Auto Infos : Quels sont les axes de développements à venir ?

Alexandre Borgoltz : Au printemps 2023, nous lancerons de nouveaux produits avec de nouveaux services agrégés à la borne avec une meilleure exploitation de la connectivité. D’une manière générale, je pense que le marché va revenir de la course à la puissance, car 100 ou 150 kW suffisent le plus souvent pour l’acheteur, en termes de budget, comme pour l’utilisateur final qui peut récupérer 300 km d’autonomie en 20 minutes. En outre, trop de puissance vient renchérir le coût des véhicules qui peuvent devenir inaccessibles pour de nombreux acheteurs potentiels.

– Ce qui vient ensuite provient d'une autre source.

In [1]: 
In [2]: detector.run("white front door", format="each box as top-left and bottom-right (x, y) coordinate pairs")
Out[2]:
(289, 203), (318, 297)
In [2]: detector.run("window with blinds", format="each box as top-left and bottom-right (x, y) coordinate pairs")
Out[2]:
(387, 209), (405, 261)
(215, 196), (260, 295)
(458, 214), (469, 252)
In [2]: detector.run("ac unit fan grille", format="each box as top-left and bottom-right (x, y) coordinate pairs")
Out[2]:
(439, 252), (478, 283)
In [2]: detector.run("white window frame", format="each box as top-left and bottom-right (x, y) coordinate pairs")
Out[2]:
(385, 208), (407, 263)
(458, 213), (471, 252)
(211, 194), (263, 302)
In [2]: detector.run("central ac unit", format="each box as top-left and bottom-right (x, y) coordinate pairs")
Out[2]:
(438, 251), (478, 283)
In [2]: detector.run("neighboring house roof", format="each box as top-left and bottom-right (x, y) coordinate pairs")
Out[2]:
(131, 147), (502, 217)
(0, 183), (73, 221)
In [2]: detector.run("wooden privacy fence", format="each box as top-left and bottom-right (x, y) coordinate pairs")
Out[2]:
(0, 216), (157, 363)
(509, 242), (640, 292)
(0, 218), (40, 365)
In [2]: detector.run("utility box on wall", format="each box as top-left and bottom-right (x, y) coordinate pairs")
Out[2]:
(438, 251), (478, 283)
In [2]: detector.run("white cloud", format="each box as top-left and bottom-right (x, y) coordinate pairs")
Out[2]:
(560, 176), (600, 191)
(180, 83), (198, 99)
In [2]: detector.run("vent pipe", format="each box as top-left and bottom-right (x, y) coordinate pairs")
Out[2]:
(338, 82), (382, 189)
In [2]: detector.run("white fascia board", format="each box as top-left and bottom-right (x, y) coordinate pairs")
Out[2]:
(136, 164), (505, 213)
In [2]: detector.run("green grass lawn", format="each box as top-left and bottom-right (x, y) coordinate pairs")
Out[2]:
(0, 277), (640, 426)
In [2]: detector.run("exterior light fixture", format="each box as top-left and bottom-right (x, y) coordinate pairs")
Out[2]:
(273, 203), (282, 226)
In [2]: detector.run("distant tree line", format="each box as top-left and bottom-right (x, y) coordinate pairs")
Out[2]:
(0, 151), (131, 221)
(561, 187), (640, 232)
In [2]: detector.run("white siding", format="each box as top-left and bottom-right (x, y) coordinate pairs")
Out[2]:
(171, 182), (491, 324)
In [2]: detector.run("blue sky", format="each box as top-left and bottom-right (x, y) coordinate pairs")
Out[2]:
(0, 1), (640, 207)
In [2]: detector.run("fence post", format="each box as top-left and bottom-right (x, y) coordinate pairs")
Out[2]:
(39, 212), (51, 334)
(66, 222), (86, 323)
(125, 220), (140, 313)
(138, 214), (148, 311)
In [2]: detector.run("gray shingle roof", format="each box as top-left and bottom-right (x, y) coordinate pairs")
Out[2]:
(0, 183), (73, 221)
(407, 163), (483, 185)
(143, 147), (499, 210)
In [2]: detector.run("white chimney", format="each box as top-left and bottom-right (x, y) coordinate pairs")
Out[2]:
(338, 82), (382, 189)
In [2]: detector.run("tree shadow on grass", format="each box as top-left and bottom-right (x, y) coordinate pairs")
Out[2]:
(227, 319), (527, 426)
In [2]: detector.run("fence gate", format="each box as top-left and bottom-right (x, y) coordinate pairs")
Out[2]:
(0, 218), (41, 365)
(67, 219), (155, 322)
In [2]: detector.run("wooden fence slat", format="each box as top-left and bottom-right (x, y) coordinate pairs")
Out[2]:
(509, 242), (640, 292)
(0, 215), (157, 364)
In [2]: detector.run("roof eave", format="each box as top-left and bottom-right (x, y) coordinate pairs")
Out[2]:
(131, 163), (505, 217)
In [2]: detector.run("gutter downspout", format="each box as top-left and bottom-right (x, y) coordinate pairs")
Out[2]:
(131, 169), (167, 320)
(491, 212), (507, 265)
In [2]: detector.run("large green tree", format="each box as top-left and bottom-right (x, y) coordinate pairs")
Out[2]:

Auto Infos : Jugez-vous positivement l’écosystème de l’électromobilité en France et le soutien de l’État ?

Alexandre Borgoltz : Il y a des aides, c’est vrai, mais en France, il ne faut pas oublier qu’il y a aussi des taxes ! La question des infrastructures se pose aussi et nous parviendrons à l’objectif des 100 000 bornes avec dix-huit mois de retard, même si Bercy a repris une démarche volontaire sur les financements. Nous devons simplement prendre garde à ne pas financer des projets qui ont très peu de valeur située en France. C’est parfois un mal français et l’épisode récent des équipements photovoltaïques est là pour nous le rappeler et inciter à la vigilance.

Vue de la station inaugurée fin 2022 au Lidl de Tourcoing.